Unfortunately, his observant Master has already discerned the subject of the conversation.

“You’re focusing on the negative again,” he tells Anakin, his voice quiet but no longer cold or distant. “Be mindful of your thoughts. She was pleased to see us – they both were. Leave it at that. Now, let’s check the security here. We have much to do.”

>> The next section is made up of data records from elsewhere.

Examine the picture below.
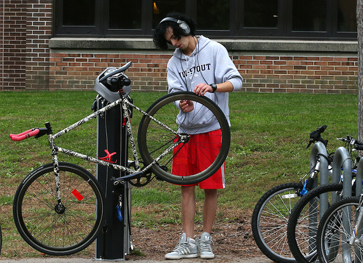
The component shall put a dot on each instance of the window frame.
(236, 30)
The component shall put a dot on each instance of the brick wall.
(303, 74)
(25, 30)
(27, 62)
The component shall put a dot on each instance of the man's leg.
(188, 210)
(209, 209)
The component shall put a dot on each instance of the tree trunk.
(360, 67)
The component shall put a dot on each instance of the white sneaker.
(204, 246)
(186, 248)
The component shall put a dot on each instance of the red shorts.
(185, 161)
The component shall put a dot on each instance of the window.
(261, 13)
(309, 15)
(294, 19)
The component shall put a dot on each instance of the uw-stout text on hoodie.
(209, 63)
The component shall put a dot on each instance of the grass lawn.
(269, 133)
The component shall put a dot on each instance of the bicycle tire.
(303, 222)
(154, 138)
(269, 222)
(333, 228)
(69, 230)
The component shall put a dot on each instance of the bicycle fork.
(59, 207)
(358, 227)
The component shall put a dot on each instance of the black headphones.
(183, 25)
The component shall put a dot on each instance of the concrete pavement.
(82, 260)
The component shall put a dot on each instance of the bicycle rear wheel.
(335, 231)
(269, 221)
(304, 220)
(59, 229)
(172, 125)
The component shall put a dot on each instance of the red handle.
(24, 135)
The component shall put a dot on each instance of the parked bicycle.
(272, 211)
(59, 207)
(340, 233)
(305, 216)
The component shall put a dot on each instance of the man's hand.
(186, 105)
(202, 88)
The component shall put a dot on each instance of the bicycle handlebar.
(29, 133)
(315, 136)
(117, 71)
(355, 143)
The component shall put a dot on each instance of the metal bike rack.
(318, 149)
(114, 241)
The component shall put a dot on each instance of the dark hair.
(159, 33)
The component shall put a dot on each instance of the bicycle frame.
(126, 105)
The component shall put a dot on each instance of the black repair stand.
(114, 241)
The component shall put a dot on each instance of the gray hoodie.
(209, 63)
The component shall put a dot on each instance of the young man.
(217, 75)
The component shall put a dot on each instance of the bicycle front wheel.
(166, 125)
(269, 221)
(304, 220)
(334, 238)
(53, 227)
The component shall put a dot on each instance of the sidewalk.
(82, 260)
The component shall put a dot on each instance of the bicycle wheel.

Anakin looks at Obi-Wan for a moment, startled by the inclusive “both,” unsure how to respond, wanting to ask his Master why he’s so certain that Padmé had been happy to see them /both /and not just her old friend, Obi-Wan, and wanting to ask how he could tell that Dormé was happy to see them when she hadn’t said a single word the entire time. But there is a tiredness lurking in the back of his Master’s eyes (no longer hard, no longer metallic, but instead a dark, murky hue, like slate) that wasn’t there before – a quiet sort of exhaustion of both mind and spirit that confuses and frightens Anakin, in its strangeness – and he finds himself swallowing his questions instead, looking down at the square of blue carpet beneath his feet. Bowing obediently, he murmurs an acquiescent, “Yes, Master,” before falling in behind his Master, who’s already turning to depart for the armory.

Yet, though he has outwardly complied with Obi-Wan’s advice, in truth, Anakin cannot quiet dismiss either the pain or the uncertainty lingering in his heart and clouding his thoughts.